Earlier this year Gulraiz Sharif won the monthly LUCHS award for Ey Hör Mal!, the German edition of his debut novel Listen up!, and now we can finally share that he is also awarded the LUCHS of the year.

Every year DIE ZEIT and Radio Bremen together award the LUCHS to one children’s or young adult book each month of the year, and one of the winners is awarded the LUCHS of the year. This is one of Germany's most prestigious prizes awarded to children's and young adult literature, so we are thrilled to congratulate Gulraiz Sharif, his translators Meike Blatzheim and Sarah Onkels, and his German publishing house Arctis Verlag on this fantastic achievement!

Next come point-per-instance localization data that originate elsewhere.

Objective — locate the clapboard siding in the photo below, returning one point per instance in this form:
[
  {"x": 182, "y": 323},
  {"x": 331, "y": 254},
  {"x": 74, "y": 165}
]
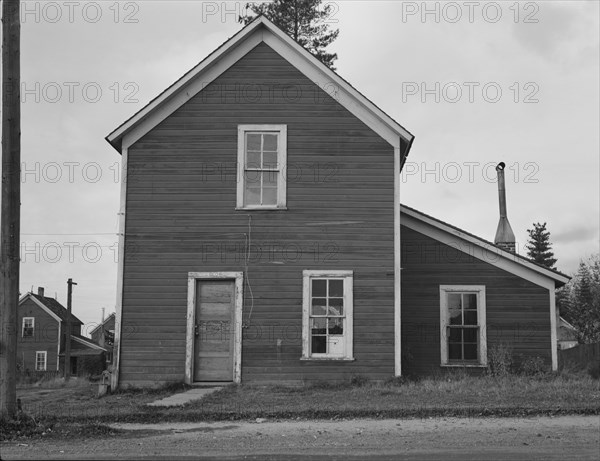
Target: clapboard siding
[
  {"x": 517, "y": 311},
  {"x": 181, "y": 217}
]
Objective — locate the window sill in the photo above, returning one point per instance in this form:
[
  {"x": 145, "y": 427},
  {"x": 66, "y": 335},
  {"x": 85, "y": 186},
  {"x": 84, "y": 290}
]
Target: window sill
[
  {"x": 261, "y": 208},
  {"x": 327, "y": 359},
  {"x": 463, "y": 365}
]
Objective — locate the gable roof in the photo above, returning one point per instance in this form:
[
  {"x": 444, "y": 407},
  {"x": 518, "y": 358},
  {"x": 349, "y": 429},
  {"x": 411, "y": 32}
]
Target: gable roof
[
  {"x": 258, "y": 31},
  {"x": 52, "y": 307},
  {"x": 489, "y": 252},
  {"x": 106, "y": 320}
]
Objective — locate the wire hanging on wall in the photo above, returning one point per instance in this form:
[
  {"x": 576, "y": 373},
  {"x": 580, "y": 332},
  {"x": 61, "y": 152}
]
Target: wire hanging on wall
[{"x": 246, "y": 271}]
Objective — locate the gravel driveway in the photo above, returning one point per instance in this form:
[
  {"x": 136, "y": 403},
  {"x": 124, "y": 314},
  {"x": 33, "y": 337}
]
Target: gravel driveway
[{"x": 565, "y": 437}]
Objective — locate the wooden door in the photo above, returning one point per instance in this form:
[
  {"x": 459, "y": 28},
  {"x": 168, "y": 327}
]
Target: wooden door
[{"x": 214, "y": 330}]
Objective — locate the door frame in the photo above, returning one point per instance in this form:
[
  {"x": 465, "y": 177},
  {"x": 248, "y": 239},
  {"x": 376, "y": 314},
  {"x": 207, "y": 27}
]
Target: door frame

The award will be presented to at the Leipzig book fair in April.

 

Jury’s statement

Unique - that's what you can, no, you have to call this impressive debut. Rarely does a novel have such a unique sound; and to translate it into German just as powerfully and convincingly is masterly done: a 15-year-old 'ghetto kid' who says straight out what he thinks. Sometimes hard, sometimes flippant, sometimes affectionate, sometimes downright poetic, but always straightforward, uncompromising - and thus revealing. One should not be fooled by the coarse, direct language: Here, an alert and intelligent observer with a good dose of self-irony asks himself big questions - and passes them on to the readers with heart and humor. Gulraiz Sharif sticks his finger in exactly the right wounds, he shows the breaking points of our supposedly liberal, multi-ethnic immigration societies and deals with major current issues such as racism and classism, queerness and identity. In doing so, Sharif plays subtly and very, very cleverly with the question: Who is allowed and able to speak, how and about what? The author, himself the son of Pakistani immigrants and a full-time teacher, provides plenty of material for self-reflection and further thinking, for doubting and learning. Ey Hör Mal! is a story about tolerance and belonging, about living out clichés and growing beyond them. A socially critical utopia with the best intentions – even if Mahmoud probably would put it differently.